Nick’s understanding of revolutionary insurgency as an ecstatic ‘complicity with anonymous materials’ (to use Reza Negrastani’s formulation of the same general idea) must surely have relevance too in terms of Peter Linebaugh and Marcus Rediker’s The Many-Headed Hydra; Sailors, Slaves, Commoners, and the Hidden History of Revolutionary Atlantic, a core resource for Fischer’s thesis of an unfinished and sub-altern – un-known (in Nick’s terms) – revolutionary history that could (have) taken the dominant discourse of historical modernity in another direction.
‘In response to the [Haitian] revolution [by the settlers of European descent] a cordon sanitaire was drawn around the island to interrupt the flow of information and people’.
There is a correlation here between the primary Foucauldian thesis of the ‘great confinement’ and ‘the plague city’ in Madness and Civilization/Discipline and Punish and Nick’s account of Heidegger’s retreat from the full scabrous and virulent implications of Trakl’s Ausschlag (‘outbreak’, ‘blossom’, ‘waive’ and ‘beat out’) and Aufruhr (‘turmoil’, ‘revolt’).
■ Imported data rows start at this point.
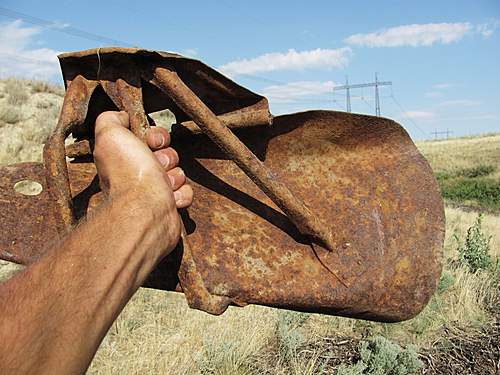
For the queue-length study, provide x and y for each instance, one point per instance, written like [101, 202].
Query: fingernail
[172, 180]
[177, 196]
[164, 159]
[159, 140]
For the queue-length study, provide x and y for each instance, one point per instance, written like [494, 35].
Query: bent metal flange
[318, 211]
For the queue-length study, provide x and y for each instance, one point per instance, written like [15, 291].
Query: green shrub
[288, 335]
[10, 115]
[485, 191]
[445, 282]
[16, 93]
[380, 356]
[477, 171]
[474, 252]
[43, 86]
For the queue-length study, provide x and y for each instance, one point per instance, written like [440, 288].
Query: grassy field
[459, 329]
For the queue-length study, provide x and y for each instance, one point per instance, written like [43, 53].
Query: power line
[408, 117]
[69, 30]
[347, 87]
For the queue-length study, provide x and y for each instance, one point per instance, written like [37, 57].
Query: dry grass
[26, 124]
[158, 333]
[453, 155]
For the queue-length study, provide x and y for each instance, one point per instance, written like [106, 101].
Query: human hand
[127, 166]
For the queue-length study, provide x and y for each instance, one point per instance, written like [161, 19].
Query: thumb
[111, 119]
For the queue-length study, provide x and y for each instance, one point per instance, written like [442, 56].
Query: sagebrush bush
[380, 356]
[43, 86]
[10, 115]
[474, 253]
[288, 335]
[477, 171]
[16, 92]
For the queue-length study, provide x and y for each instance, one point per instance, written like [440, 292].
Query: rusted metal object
[321, 211]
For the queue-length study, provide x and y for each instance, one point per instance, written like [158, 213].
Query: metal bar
[169, 82]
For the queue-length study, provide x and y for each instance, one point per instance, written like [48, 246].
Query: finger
[157, 137]
[183, 196]
[167, 157]
[110, 119]
[176, 177]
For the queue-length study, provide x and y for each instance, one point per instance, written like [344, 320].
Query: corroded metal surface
[361, 175]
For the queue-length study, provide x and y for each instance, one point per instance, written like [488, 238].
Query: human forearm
[102, 263]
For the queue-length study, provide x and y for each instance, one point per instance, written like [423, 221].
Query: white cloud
[487, 29]
[433, 94]
[190, 52]
[291, 60]
[19, 58]
[460, 102]
[443, 86]
[413, 35]
[420, 115]
[293, 91]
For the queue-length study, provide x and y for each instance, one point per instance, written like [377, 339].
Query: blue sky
[443, 57]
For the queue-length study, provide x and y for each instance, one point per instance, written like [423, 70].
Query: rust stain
[265, 192]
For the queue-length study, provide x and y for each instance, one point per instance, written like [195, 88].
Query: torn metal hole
[28, 187]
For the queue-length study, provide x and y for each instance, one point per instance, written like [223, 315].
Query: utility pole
[377, 98]
[347, 95]
[375, 84]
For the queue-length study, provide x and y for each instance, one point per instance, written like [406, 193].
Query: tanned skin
[55, 313]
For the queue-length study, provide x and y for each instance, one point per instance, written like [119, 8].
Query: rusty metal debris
[318, 211]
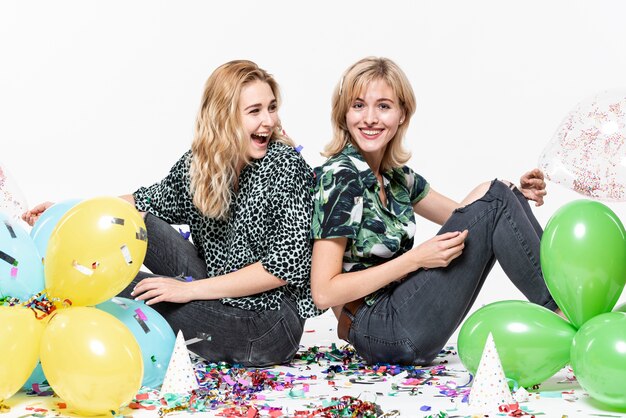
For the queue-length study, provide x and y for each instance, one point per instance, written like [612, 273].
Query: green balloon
[598, 358]
[583, 258]
[533, 342]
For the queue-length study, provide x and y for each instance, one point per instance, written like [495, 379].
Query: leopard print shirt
[270, 219]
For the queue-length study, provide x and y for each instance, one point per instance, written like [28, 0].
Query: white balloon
[587, 152]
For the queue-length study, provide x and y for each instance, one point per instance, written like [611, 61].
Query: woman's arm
[330, 287]
[247, 281]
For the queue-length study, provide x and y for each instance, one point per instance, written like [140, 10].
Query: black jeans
[413, 320]
[226, 333]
In an amazing passage from one of the first histories of Haiti in the English language – Captain Marcus Rainford’s A Historical Account of the Black Empire of Haiti (1805)- which Fischer uses to exemplify an early example of the ‘Haiti-as-exception’ thesis and quotes in full – the last lines leapt out:
‘The same period [the age of revolution] has witnessed a great and polished nation, not merely returning to barbarism of the earliest periods, but descending to the character of assassins and executioners; and, removing the boundaries which civilization had prescribed even to war, rendering it a wild conflict of brutes and a midnight massacre’
As the plane leaves the ground I’m thinking of Nick’s writing, his philosophy of the cosmic howl of virulent materialism and planetary trauma. I see two ovular holes in the alostratus clouds, which become the eyes of a skull, with the sun directly between them, a celestial pareiedolic neotony of death and I am reminded of the benign version of this same psychological mechanism.